Вулканарии будут на следующий день после виналиев. Виналии посвящены виноделию, это праздник сбора винограда. Для Помпей и окрестностей скорее праздник молодого вина, виноград здесь собирают разве что не круглый год. Почва богатая, снизу Вулкан греет, вот все и растет без остановки.

Виноградным лозам мало самих виноградников, они норовят оплести своими плетями с темно-зелеными листьями все, за что только можно зацепиться.

Известен случай, когда из-за недосмотра аквария — служителя акведука — виноград так заплел акведук, что воде не по чему стало течь!

Это, конечно, выдумки, таких аквариев в Риме не бывает, вернее, они долго не живут, потому что к некоторым профессиям отношение особое и спрос тоже.

Такие мысли в голову Калена, отдыхавшего в тени балкона, навеял невыносимо жаркий день. Август в Помпеях всегда жаркий, но чтоб такой…

В этом есть своя хорошая сторона. Говорят, лето, когда был лучший сбор винограда для фалернского, это было еще до Юлия Цезаря, оказалось таким же жарким. Может, и в этот раз повезет и урожай будет лучшим за столетие?

— Это невыносимо! — стонала Клодия, жена Калена Клодия Бальбы, ланисты (владельца) помпейской школы гладиаторов. — Такая жара, а вода словно протухла.

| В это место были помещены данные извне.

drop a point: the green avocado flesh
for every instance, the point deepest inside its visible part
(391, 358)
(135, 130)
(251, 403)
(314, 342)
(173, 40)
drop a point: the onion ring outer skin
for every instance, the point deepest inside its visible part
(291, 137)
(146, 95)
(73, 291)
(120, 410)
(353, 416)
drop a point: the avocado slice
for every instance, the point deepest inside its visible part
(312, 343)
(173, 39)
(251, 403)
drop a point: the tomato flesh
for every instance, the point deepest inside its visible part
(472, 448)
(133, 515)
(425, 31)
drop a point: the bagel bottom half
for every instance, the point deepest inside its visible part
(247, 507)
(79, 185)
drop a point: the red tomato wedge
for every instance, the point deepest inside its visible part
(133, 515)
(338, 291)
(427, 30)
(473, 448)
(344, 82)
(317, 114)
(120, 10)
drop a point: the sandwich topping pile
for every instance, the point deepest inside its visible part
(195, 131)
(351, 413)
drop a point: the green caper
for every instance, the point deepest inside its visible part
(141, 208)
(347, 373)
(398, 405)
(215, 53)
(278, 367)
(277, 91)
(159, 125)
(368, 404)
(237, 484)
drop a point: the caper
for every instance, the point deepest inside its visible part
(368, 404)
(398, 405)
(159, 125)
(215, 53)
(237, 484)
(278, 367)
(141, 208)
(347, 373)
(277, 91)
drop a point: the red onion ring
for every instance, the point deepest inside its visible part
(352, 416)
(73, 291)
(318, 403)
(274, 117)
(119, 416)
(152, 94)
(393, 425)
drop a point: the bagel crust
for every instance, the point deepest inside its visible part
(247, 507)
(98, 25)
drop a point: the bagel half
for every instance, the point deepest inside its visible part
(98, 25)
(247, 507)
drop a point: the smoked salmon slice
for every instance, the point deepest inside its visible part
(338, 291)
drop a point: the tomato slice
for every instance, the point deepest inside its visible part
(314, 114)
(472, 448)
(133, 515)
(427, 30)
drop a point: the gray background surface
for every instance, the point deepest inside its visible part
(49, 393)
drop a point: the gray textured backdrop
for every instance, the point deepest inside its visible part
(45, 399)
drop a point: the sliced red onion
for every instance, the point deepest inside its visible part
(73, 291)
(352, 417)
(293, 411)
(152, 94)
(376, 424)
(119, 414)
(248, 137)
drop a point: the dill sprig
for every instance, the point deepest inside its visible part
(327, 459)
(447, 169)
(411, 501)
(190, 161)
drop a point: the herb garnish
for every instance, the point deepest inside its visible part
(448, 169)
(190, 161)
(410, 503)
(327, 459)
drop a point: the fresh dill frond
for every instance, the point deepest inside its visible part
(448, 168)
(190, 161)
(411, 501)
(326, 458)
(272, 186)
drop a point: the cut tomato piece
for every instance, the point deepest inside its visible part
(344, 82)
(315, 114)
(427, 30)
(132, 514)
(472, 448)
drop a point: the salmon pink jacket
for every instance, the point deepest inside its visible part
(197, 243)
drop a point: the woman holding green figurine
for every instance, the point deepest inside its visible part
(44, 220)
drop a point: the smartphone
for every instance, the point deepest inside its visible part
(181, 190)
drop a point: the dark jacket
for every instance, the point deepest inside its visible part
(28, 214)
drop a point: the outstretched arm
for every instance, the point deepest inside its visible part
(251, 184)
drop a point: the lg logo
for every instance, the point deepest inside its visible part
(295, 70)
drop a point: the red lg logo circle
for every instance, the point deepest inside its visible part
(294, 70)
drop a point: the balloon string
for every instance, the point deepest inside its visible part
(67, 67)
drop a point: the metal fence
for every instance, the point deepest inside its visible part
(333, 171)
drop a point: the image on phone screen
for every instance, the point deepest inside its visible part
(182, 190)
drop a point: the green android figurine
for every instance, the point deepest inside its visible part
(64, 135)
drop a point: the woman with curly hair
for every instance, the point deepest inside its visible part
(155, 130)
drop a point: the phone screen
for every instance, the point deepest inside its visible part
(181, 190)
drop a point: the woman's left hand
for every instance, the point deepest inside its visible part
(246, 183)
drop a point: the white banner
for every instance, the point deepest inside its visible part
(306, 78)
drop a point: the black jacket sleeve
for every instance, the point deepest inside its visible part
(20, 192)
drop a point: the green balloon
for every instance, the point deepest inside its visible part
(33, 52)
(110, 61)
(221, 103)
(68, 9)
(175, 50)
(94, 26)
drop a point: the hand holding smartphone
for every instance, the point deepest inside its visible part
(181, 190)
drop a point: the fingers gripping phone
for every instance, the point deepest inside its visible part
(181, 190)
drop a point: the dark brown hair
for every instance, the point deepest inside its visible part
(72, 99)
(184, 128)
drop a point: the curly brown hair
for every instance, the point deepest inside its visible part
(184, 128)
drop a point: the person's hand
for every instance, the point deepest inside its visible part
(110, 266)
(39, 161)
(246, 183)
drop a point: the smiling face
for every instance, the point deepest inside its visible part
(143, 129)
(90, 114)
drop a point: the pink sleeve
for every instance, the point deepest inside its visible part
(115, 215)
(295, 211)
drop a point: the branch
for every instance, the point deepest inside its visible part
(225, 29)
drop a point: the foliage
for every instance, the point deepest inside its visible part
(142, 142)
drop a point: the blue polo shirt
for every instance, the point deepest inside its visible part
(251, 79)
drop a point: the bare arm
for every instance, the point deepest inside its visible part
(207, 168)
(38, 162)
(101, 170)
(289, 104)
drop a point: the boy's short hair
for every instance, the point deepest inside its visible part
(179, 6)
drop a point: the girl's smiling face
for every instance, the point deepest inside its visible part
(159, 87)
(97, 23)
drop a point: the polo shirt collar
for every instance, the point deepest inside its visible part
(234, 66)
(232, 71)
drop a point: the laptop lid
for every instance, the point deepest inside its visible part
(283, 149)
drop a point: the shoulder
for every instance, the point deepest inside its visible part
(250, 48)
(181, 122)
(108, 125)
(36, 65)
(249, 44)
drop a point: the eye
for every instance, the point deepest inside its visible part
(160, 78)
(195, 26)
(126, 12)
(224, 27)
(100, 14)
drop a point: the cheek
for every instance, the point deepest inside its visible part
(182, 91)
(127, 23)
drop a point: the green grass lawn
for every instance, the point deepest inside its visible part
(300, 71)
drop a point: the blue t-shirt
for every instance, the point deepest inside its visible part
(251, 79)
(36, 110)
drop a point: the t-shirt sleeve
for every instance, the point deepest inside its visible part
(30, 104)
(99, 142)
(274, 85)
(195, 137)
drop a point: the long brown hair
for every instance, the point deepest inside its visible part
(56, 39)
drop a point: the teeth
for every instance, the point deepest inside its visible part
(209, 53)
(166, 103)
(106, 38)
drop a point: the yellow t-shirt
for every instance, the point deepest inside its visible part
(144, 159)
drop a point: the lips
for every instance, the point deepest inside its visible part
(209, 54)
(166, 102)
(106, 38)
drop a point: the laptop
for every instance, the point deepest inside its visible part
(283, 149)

Кален вздохнул. Супруга права, лето этого года выдалось очень жарким, ни одного дождя уже который день. Говорят, обычно многоводная река Сарно превратилась попросту в ручеек, через который перепрыгнет даже ребенок. Вода только в бассейнах и фонтанах, но и ее не хватает. В Помпеях у фонтанов очереди. Но хуже всего то, что вода стала попахивать серой.

Побережье Неаполитанского залива издревле славилось серными источниками, в Стабиях вилл понастроили ради этой вонючей желто-зеленой водицы, которая многое лечит. Но лечиться — это одно, а пить отдающую серой воду не слишком приятно. Да и мыться в ней тоже. Великолепные волосы жены уже несколько дней невыносимо пахнут миром Тартарруса, духа Ада.

Совсем скоро праздник Геркулеса, по поводу которого непременно будут устроены гладиаторские бои, значит, гладиаторы должны быть в хорошей форме, но как этого добиться, если воды не хватает ни для терм, ни даже для кухни? Кален тоже ворчал:

— Скоро придется покупать воду, чтобы умыться. Или умываться гарумом…

Черный юмор, потому что знаменитый помпейский соус гарум, который готовили из рыбки макрели, очень острый и соленый. Кален почему-то подумал о том, каково тем, кто готовит этот соус. Рыба для него должна хорошенько протухнуть на жаре, чтобы стекшая жидкость приобрела пикантно-острый вкус.

Невольно Кален пробормотал:

— Во всем можно найти свои достоинства, даже в жаре.

Клодия вытаращила на него глаза. Совсем с ума сошел из-за этого пекла и усиливающегося запаха серы, что ли?

— Что хорошего может быть в жаре?

— Ветра нет с залива, не несет вонь от оффицин Умбриция Скавра.

— Разве что… — со вздохом согласилась Клодия.

Школа расположена так, что ветер от оффицин, где готовили соус гарум, непременно приносил вонь гниющей рыбы к ним. Придумал же кто-то травить римлян этой вонючей жижей! Но они настолько полюбили гарум, что не представляли без этой пикантной приправы никакое пиршество.

Чужестранцы сначала морщились и отворачивались, а узнав, из чего и как готовят приправу, отказывались даже пробовать, но потом тоже привыкали.

Для настоящего гарума требовалась мелкая макрель, но обычно добавляли еще всякую мелкую рыбешку, которую выкладывали в чаны, обильно солили и оставляли гнить на пару месяцев, часто и тщательно перемешивая. Когда все это превращалось в сплошное месиво, в чан опускали плотную корзину, в которую собиралась едкая мутная жидкость. Это и был гарум.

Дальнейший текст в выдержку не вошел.